Abel Ferrara e il documentario. Forse mai come questa volta il regista de Il cattivo tenente si è scoperto così contemporaneo. Il dibattito è sul cinema, sulla sala. Forse sparirà per sempre, forse continuerà a vivere. Ferrara realizza un documento sulla ribellione, su chi non vuole abbassare la testa, davanti ai multiplex, a chi vuole far chiudere invece di rilanciare.

È la storia di Nick (Nicolas Nicolaou), che da giovane ha abbandonato Cipro per trasferirsi a New York. Tanta voglia di fare, grande spirito imprenditoriale, diventa proprietario di alcune sale della Grande Mela, specialmente a luci rosse. Ma fa vedere anche opere fuori dai circuiti maggiori, e blockbuster. Come un combattente, è riuscito a sopravvivere, a rinnovarsi, sfidando la crisi e le malelingue. E oggi resiste, proietta It, Star Wars, ma anche “avventure” più di nicchia.

È lui il Projectionist del titolo, l’uomo dietro al proiettore. Che ha fatto carriera, ha comprato gli edifici, non solo gli schermi, e sorride guardando le orde di ragazzi che urlano davanti a un horror. Un film sugli esercenti lontani dalle major, ma soprattutto sul pubblico e per il pubblico. Nick è prima di tutto uno spettatore, che a Cipro non si perdeva uno spettacolo, quando ancora si poteva entrare gratis, senza dover pagare il biglietto.
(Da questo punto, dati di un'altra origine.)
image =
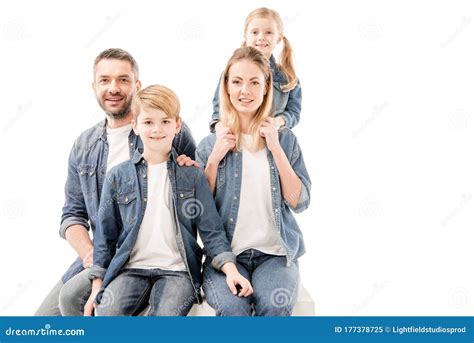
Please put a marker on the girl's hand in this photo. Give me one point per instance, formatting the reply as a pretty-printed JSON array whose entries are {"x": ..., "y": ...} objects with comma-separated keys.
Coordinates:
[
  {"x": 269, "y": 131},
  {"x": 225, "y": 141}
]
Ferrara lo accompagna, lo segue, scherza con la sua carriera (non manca una sequenza di The Driller Killer), e diventa anche protagonista. Intervista le nuove generazioni alla fine di Blade Runner 2049, si mette dalla parte della platea. Il suo è un atto d’amore verso le immagini, verso le luci che si spengono, verso la magia di ogni inquadratura. In qualche modo questa è anche la sua storia, la cronaca di una passione, immortalata nella sua semplicità, senza eccessi ed esaltazioni.

Il cineasta ragiona sul ruolo della sala cinematografica all’interno della comunità: un punto di ritrovo, una pausa dopo la scuola, che caratterizza l’identità di un quartiere. Si torna a Chelsea on the Rocks, a Mulberry Str., a Piazza Vittorio. Case, avenue, piazze, culture diverse che si incontrano e convivono. Come se fossimo ancora in Alive in France, quando a unire erano la musica, i corpi in movimento. The Projectionist è un flusso di coscienza, su come è cambiata Times Square, l’industria, gli interessi.

Pornografia che si mescola alla finzione, Bruce Lee che si alterna a momenti “spinti”. E poi compare anche De Niro in Taxi Driver, spiegando che in fondo sono tutti passatempi “per famiglie”. Ferrara trova una sua misura, si fa nostalgico, con intelligenza non ammicca alle piattaforme streaming, si schiera dalla parte di chi sta in cabina di regia, mentre la moglie e la figlia lo accompagnano. Poesia cinefila, testimonianza dell’avvicendarsi delle epoche.